FountainVest Partners’ analysis points out that the first half of 2026, especially before the end of April, is a critical period for strategic allocation. The disclosure of annual reports and first-quarter reports of listed companies will verify changes in industry prosperity, pushing market investment logic back to the actual operational conditions of enterprises. Meanwhile, the improvement of the global macroeconomic environment will help reduce systemic market volatility and create favorable conditions for selected stocks. Fusheng Asset emphasizes that the market will dynamically calibrate asset valuations based on performance data, and targets with clear profit growth paths are expected to continue attracting capital.
The China Europe Rebo Research Team suggests that the current market has entered a multi-dimensional differentiation stage, with growth, cyclical, and high-dividend assets showing distinct performance. Investors need to build a three-dimensional evaluation system that includes industry prosperity, valuation reasonableness, and fundamental stability, to grasp structural opportunities through dynamic balancing. Yuan Lesheng Asset particularly warns that although structural trends will continue, sector rotation speed may accelerate, and there is a need to be alert to rising volatility risks.

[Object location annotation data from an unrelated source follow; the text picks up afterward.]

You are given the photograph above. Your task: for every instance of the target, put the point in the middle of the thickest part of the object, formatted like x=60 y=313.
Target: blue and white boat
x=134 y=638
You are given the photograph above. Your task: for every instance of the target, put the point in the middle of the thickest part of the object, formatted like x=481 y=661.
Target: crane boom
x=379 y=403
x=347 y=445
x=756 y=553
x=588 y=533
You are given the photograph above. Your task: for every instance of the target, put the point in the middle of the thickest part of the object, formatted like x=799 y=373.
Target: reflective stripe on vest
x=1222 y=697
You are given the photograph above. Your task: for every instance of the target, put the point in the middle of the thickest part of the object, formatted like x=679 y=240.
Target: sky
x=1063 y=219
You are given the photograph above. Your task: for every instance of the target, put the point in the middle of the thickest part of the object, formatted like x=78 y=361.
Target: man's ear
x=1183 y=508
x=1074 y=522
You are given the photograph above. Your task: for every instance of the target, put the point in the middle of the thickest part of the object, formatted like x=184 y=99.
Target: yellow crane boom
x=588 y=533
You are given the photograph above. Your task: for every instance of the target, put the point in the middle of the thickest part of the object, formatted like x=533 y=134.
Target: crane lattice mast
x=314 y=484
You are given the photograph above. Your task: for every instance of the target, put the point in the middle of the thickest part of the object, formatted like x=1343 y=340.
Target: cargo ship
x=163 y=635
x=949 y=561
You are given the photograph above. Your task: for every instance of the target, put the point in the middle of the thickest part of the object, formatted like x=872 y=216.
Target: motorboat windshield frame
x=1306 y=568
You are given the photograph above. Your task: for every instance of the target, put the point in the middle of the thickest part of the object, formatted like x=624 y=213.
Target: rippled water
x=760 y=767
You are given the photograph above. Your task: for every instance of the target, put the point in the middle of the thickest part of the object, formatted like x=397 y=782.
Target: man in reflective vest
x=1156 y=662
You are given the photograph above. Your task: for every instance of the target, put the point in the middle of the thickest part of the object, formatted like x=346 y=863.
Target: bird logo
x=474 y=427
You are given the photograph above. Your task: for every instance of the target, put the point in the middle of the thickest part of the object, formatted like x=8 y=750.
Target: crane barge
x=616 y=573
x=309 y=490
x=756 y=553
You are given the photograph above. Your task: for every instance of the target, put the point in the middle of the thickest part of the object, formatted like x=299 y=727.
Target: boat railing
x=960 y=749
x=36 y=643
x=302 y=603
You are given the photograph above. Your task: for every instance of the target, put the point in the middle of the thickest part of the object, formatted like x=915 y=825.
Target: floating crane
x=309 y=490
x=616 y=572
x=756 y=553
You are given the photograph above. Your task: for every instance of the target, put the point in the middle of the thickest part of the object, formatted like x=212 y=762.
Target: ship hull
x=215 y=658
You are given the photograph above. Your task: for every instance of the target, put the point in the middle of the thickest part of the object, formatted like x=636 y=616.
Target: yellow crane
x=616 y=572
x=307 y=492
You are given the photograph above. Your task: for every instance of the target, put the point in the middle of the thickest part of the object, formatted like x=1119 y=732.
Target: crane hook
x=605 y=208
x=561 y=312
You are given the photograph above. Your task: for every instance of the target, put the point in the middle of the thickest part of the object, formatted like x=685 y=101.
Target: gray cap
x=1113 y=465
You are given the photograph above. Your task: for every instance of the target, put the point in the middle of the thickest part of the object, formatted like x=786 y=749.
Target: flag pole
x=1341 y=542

In particular, for companies related to AI large models, actual business progress will be a key factor influencing stock prices.
Regarding core asset allocation directions, XingShi Investment believes that 2026 will present a systemic value revaluation opportunity. It is optimistic about strategic emerging industries such as artificial intelligence, biomedicine, and high-end equipment, while also paying attention to traditional fields with improved supply and demand patterns, such as transportation infrastructure, optional consumer goods, and real estate. FountainVest Partners introduces the concept of “Core Assets 2.0,” believing that technological innovation and globalization will become the new core, with investments in AI focusing on infrastructure for computing power and intelligent robots, among tangible application scenarios.
Ning Yongfu Fund offers specific allocation suggestions from an industry trend perspective: first, manufacturing companies with global competitiveness; second, resource commodities constrained on the supply side; third, consumer recovery targets with reasonable valuations; and fourth, technology innovation driven by AI technology. The firm emphasizes the need to assess the growth and valuation match dynamically, considering the industry cycle position of each enterprise.